Subgroup analysis - Invalid because of -VE test of interaction between treatment assignment & severity of shock subgroup. {There was a trend towards lower mortality with vasopressin in LESS SEVERE SEPTIC SHOCK (p value 0.05 for 28 day mortality) - this remains hypothesis generating because of above-mentioned reason}.
2. How precise was the estimate of the treatment effect?
ITT analysis - ARR 3.3% (CI -3.4% to 10%) for primary outcome of 28 day mortality.
1. inadequate power - because observed mortality was 40% as against expected mortality of 60%, on which power calculation was based.

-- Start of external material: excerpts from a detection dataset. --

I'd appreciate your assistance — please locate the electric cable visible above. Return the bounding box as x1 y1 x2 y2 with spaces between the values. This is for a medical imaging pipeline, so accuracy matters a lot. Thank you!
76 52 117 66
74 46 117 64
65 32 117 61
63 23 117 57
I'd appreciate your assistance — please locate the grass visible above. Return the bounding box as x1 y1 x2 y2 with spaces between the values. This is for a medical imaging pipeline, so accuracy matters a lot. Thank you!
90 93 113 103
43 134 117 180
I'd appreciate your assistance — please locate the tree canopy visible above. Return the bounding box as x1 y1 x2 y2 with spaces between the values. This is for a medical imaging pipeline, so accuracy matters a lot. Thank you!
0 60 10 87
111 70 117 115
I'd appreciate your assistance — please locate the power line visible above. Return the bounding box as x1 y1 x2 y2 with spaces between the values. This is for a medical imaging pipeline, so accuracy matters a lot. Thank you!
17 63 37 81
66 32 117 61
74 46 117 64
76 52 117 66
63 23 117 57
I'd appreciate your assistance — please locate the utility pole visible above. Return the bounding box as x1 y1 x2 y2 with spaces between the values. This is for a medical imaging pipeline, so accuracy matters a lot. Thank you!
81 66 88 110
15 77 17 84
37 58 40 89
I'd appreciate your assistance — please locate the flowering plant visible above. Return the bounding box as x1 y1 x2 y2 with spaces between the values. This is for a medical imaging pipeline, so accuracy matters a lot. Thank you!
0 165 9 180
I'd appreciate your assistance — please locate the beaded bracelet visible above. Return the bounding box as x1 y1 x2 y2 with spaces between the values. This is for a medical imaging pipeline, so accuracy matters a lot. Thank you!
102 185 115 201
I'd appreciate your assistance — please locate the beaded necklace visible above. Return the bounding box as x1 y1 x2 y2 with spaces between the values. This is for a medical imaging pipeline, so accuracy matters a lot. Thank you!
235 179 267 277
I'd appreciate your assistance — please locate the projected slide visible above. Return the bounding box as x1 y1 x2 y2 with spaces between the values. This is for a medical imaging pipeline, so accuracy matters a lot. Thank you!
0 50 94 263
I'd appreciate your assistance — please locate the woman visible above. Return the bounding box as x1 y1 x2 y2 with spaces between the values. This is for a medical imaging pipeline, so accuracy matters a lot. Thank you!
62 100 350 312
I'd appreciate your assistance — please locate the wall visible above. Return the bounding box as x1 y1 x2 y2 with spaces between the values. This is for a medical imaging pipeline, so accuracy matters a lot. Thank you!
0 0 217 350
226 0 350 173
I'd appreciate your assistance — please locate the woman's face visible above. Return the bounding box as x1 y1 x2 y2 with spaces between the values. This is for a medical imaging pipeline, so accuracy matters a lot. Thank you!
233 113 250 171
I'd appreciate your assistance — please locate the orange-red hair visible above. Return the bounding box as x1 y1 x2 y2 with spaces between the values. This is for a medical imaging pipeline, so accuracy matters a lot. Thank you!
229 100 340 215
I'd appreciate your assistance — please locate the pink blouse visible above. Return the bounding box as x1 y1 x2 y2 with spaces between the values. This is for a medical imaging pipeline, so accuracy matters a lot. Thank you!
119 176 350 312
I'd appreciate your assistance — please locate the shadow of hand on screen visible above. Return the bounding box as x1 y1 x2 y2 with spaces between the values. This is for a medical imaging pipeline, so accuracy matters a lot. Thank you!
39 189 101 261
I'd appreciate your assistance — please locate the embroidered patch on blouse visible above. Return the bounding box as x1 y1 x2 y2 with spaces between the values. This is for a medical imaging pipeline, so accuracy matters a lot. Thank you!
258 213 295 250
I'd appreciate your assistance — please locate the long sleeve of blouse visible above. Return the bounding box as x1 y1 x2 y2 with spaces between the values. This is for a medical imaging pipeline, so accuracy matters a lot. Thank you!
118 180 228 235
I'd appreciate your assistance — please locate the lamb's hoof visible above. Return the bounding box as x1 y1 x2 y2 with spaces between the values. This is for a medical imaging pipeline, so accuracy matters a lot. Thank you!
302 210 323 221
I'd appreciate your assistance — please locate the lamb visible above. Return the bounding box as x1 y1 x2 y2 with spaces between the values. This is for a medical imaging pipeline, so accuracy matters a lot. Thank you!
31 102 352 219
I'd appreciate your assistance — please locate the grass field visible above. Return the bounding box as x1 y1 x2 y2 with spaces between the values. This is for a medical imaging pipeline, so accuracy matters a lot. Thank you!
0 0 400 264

2. mean time to start of study drug was 12 hrs after meeting inclusion criteria - may be a crucial time window was lost as suggested earlier by importance of EGDT (Rivers et al).
Will the Results Help Me In Caring For My Patients?
1. Can the results be applied to my patient care?
1. Study patients were usual Septic shock patients requiring >5mcg/min of noradrenaline equivalent (>8ml/hr of 2mg/50ml Noradr).
2. ACS/ CCF patients were excluded - previous studies have repoted increased incidence of cardiac arrest with vasopressin infusion, esp large doses >0.04 units/min.
3. There are concerns regarding use of vasopressin in septic shock secondary to Ischemic gut.

{In our practice we introduce vasopressin 0.04 units/min once noradr dose requirements are >25mcg/min (>20 ml/hr of 4mg/50ml noradr).
2. Were all clinically important outcomes considered?
YES - all serious adverse events were recorded & compared (STEMI, arrhythmias, digital/gut ischemia & hyponatremia).
3. Are the likely treatment benefits worth the potential harms and costs?
No difference in mortality between two groups. But:
1. lack of power.
2. late start of study drug infusion.
So, there is inconclusive evidence to change practice.
There is potential 10% benefit in favor of vasopressin (CI -3% to 10%) against a risk of 3% harm. Vasopressin may be avoided in patients with ACS/ CCF to prevent cardiac complications.